The federal government announced in December that it had narrowed its search for a replacement of the military’s aging CF-18s to Lockheed Martin’s F-35 and the Swedish Saab Gripen.
The government said at that time a decision would be made in short order on whether the government would engage in another round of negotiations with the two companies, or select a winner outright.
Yet nearly four months later, no announcement has been forthcoming, leading to concerns about even further delays in replacing Canada’s CF-18s at a time when Russia’s invasion of Ukraine has underscored the importance of modern military capabilities.
Public Services and Procurement Canada assistant deputy minister Simon Page said Tuesday the process is “very active, very live” as he was grilled by a parliamentary committee over the lack of a decision.

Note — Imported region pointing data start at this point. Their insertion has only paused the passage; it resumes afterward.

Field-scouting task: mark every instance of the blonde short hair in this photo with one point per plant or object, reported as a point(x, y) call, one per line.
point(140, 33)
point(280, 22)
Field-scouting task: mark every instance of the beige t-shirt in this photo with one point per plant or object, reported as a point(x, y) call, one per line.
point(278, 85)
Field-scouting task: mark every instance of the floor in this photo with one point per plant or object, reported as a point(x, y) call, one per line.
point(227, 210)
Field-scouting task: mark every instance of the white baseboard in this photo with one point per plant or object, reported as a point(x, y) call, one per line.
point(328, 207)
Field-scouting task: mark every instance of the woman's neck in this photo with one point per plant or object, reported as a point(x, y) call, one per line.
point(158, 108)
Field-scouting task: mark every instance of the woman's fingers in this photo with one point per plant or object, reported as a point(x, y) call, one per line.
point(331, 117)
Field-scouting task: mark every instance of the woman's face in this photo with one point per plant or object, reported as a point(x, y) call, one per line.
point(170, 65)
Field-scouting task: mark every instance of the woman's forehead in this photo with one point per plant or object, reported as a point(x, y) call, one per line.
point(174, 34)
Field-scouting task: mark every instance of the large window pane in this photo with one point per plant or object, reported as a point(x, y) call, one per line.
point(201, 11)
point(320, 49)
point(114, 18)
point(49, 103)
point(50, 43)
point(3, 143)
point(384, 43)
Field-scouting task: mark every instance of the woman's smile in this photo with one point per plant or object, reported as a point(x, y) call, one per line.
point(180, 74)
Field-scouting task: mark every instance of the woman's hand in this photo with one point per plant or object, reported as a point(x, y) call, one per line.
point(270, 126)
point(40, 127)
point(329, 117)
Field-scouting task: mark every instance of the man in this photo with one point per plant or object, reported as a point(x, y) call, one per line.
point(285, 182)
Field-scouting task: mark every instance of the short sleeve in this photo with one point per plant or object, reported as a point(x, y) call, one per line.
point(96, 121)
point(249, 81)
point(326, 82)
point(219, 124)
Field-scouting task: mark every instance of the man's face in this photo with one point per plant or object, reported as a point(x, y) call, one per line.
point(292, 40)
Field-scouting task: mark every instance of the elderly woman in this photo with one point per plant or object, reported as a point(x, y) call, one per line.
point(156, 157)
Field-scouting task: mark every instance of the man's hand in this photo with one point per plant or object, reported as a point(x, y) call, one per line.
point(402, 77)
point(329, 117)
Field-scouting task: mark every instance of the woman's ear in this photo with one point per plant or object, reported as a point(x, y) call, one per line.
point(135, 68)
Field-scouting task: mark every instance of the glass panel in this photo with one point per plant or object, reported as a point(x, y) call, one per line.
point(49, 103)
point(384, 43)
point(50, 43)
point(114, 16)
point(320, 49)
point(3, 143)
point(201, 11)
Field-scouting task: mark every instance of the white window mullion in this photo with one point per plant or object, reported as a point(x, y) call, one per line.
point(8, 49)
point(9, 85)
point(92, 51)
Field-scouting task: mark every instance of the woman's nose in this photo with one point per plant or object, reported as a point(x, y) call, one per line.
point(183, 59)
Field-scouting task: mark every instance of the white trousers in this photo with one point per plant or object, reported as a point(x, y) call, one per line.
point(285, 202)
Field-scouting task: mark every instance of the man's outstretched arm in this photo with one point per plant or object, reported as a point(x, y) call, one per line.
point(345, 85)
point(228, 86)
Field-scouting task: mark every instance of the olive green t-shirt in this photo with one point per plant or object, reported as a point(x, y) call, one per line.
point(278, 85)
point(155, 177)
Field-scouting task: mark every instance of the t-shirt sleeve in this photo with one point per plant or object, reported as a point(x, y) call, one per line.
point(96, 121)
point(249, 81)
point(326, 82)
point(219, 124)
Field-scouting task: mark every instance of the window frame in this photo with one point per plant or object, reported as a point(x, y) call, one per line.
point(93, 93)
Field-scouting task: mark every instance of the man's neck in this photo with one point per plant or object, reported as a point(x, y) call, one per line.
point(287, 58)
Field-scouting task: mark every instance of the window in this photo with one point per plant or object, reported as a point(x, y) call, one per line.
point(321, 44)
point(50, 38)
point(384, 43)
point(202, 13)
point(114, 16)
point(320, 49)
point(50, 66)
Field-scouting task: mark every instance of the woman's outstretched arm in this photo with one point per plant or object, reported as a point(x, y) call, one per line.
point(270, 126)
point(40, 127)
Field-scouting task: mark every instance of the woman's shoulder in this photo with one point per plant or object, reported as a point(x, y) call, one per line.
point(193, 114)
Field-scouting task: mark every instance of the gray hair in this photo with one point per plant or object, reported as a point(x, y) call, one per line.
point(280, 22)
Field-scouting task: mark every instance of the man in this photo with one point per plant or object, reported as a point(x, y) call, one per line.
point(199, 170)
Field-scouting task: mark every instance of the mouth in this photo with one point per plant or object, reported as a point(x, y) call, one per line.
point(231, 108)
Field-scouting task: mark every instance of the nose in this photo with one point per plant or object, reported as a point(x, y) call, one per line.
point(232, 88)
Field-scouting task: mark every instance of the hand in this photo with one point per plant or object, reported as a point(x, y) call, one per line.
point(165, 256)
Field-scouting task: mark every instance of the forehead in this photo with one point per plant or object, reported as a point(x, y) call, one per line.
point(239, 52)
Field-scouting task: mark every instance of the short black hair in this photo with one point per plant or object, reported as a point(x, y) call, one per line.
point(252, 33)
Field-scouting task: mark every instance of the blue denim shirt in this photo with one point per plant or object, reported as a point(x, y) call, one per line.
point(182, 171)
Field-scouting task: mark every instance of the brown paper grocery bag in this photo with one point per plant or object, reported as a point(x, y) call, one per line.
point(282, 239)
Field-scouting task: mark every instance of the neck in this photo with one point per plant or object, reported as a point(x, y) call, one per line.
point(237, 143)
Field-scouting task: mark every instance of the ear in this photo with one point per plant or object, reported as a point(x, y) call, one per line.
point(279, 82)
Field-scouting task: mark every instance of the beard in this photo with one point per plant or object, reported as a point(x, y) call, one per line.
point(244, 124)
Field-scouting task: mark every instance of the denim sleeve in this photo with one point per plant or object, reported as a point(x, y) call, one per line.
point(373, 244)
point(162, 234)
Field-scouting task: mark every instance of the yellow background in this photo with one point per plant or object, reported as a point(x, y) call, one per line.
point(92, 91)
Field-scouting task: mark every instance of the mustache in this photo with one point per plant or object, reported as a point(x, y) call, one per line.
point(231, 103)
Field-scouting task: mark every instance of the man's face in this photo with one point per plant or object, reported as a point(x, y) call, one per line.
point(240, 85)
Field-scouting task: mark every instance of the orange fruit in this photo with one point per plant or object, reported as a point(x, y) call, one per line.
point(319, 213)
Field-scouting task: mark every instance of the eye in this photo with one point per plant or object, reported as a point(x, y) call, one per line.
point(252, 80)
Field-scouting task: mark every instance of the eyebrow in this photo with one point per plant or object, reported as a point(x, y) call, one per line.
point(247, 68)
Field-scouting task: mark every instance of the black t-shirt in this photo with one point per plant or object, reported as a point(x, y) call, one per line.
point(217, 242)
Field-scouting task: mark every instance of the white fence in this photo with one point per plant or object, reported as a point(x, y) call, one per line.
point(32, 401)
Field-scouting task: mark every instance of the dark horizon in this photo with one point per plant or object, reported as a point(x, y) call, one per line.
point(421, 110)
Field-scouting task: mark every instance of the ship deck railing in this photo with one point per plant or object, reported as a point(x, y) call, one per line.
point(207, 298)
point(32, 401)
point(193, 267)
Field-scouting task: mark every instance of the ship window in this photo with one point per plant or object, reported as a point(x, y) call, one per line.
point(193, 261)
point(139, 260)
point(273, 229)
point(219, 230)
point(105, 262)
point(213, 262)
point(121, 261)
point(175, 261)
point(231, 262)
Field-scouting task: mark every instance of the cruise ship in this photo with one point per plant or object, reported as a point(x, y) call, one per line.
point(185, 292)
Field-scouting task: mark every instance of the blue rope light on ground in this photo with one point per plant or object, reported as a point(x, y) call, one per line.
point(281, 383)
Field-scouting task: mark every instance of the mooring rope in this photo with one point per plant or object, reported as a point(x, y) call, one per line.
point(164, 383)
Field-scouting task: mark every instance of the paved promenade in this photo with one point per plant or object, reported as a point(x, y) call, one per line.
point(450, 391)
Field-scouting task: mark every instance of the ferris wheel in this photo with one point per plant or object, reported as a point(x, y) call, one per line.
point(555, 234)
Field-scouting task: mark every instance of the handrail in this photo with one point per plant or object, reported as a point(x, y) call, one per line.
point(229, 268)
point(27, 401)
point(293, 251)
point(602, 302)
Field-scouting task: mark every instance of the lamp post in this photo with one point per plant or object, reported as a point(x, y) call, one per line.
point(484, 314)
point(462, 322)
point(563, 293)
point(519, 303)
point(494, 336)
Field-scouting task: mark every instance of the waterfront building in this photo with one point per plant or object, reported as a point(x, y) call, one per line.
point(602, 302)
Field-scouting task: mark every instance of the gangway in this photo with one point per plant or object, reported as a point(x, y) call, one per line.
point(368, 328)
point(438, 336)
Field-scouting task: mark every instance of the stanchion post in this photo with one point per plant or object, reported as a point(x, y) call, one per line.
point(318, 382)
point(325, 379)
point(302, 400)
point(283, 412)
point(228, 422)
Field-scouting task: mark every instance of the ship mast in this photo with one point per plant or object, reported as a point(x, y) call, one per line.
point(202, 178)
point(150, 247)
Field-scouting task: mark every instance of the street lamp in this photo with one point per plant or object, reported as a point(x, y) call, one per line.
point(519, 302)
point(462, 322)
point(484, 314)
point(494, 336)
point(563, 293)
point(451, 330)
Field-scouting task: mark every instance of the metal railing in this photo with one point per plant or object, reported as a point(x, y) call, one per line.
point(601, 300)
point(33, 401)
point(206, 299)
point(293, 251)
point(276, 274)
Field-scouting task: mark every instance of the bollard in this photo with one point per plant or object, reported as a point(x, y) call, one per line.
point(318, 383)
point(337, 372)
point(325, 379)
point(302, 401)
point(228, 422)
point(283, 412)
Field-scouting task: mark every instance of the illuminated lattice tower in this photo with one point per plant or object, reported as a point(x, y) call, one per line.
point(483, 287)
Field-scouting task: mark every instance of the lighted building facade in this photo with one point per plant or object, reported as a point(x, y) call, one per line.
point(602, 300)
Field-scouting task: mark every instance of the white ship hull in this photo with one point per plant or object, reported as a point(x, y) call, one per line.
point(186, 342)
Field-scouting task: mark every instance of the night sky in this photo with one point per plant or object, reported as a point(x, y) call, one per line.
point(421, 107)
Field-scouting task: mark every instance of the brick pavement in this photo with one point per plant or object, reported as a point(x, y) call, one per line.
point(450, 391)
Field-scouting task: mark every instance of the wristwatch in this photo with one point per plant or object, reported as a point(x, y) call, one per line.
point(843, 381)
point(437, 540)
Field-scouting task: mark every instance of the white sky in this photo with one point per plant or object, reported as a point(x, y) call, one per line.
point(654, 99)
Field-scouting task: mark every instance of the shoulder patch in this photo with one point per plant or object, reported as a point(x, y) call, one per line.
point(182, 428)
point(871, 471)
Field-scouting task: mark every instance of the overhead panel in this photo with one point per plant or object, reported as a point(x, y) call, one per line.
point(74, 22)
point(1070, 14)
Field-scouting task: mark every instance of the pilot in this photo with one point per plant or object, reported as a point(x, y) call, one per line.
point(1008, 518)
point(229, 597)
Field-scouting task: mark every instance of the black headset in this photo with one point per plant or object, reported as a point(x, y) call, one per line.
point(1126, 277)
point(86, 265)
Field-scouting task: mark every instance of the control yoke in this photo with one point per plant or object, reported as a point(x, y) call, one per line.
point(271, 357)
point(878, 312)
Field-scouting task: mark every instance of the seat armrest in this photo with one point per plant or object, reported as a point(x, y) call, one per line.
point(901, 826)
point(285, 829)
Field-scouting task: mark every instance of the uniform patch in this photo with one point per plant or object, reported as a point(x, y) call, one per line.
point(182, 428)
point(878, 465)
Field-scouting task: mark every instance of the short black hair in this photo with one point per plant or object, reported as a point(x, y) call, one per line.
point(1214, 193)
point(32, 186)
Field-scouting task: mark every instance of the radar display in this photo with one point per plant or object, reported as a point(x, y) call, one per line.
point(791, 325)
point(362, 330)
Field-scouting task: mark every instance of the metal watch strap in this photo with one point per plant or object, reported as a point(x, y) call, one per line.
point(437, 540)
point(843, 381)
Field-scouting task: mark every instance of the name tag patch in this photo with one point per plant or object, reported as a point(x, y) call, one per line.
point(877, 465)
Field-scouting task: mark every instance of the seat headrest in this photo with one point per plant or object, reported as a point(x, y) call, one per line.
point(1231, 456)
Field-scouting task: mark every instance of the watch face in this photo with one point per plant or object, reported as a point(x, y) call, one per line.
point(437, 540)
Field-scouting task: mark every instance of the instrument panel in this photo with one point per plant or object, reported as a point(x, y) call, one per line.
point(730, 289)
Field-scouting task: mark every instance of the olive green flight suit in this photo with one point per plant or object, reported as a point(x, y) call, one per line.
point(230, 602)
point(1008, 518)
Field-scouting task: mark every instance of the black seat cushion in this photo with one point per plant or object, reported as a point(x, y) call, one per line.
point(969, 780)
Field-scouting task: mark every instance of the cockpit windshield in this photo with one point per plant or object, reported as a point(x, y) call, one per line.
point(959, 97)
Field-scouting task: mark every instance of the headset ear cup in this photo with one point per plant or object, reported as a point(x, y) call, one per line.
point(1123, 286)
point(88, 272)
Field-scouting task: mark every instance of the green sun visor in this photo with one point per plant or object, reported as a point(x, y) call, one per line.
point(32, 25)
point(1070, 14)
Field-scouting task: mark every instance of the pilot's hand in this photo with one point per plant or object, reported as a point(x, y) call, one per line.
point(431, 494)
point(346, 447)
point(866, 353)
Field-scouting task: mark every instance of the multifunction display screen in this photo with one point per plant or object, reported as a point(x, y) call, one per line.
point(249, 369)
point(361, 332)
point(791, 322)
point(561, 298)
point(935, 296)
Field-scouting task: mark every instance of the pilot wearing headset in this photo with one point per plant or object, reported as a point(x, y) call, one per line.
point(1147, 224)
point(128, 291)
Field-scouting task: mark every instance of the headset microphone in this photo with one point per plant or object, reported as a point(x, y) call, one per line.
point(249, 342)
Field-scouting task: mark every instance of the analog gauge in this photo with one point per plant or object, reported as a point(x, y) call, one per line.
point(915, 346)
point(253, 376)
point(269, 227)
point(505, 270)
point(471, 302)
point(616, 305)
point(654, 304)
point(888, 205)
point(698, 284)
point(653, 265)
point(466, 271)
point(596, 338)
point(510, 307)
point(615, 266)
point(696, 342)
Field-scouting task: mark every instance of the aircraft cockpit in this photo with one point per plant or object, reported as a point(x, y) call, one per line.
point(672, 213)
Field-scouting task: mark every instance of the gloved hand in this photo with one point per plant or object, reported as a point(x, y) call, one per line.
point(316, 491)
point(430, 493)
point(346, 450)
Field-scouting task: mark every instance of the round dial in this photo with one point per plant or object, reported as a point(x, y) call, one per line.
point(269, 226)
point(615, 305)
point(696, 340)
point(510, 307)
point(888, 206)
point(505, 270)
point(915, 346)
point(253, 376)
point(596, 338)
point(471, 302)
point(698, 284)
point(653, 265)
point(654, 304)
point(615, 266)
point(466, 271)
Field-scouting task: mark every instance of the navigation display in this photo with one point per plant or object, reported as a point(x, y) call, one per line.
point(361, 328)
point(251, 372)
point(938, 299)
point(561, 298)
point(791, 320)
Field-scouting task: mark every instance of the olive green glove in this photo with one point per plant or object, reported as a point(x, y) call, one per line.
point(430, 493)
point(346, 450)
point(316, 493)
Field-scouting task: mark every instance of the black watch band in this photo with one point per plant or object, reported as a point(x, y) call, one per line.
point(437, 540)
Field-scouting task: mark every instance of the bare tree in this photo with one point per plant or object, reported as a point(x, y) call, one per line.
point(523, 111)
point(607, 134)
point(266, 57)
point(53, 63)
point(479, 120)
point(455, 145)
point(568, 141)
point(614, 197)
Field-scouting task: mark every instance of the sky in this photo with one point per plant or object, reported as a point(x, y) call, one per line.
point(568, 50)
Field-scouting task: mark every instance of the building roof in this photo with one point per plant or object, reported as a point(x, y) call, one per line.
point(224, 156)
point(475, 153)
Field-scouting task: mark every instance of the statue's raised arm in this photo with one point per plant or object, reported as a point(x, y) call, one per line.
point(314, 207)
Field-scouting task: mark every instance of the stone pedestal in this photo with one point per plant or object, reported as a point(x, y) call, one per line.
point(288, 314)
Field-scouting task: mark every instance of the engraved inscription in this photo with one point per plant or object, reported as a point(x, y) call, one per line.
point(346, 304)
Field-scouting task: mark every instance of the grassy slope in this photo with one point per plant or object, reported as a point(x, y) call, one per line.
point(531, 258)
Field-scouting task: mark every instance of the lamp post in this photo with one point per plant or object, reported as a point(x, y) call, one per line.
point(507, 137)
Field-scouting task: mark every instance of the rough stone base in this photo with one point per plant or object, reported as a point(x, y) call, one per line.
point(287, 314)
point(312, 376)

Yet while Page and other federal officials expressed optimism that a contract with the winning bidder will be signed by the end of the year, they declined to provide any details on the reasons for the delay or when a decision on the next step could come.
“Answering the question would have us lean one way over the other,” Page told members of the House of Commons government operations committee. “And I just don’t want to answer that at this time, to protect the integrity of the process.”
It also wasn’t immediately clear who will ultimately decide whether to move ahead with another round of negotiations with Lockheed Martin and Saab, or the selection of a final winner.
Conservative committee member Kelly McCauley expressed concern about the lack of clarity around what is happening with the fighter procurement, particularly given the numerous delays that have dragged the search for a new fighter out over a decade.
The federal government is planning to buy 88 new fighter jets at an estimated cost of up to $19 billion, with delivery of the first plane expected no earlier than 2025. The final aircraft was supposed to be delivered in 2032, but that has since moved to 2033.
The Boeing Super Hornet was also in the running, but was kicked out of the competition in December.
The successful selection of a new fighter jet this year would mark the culmination of more than a decade of stop-start efforts marked by mismanagement and political controversy under two successive federal governments.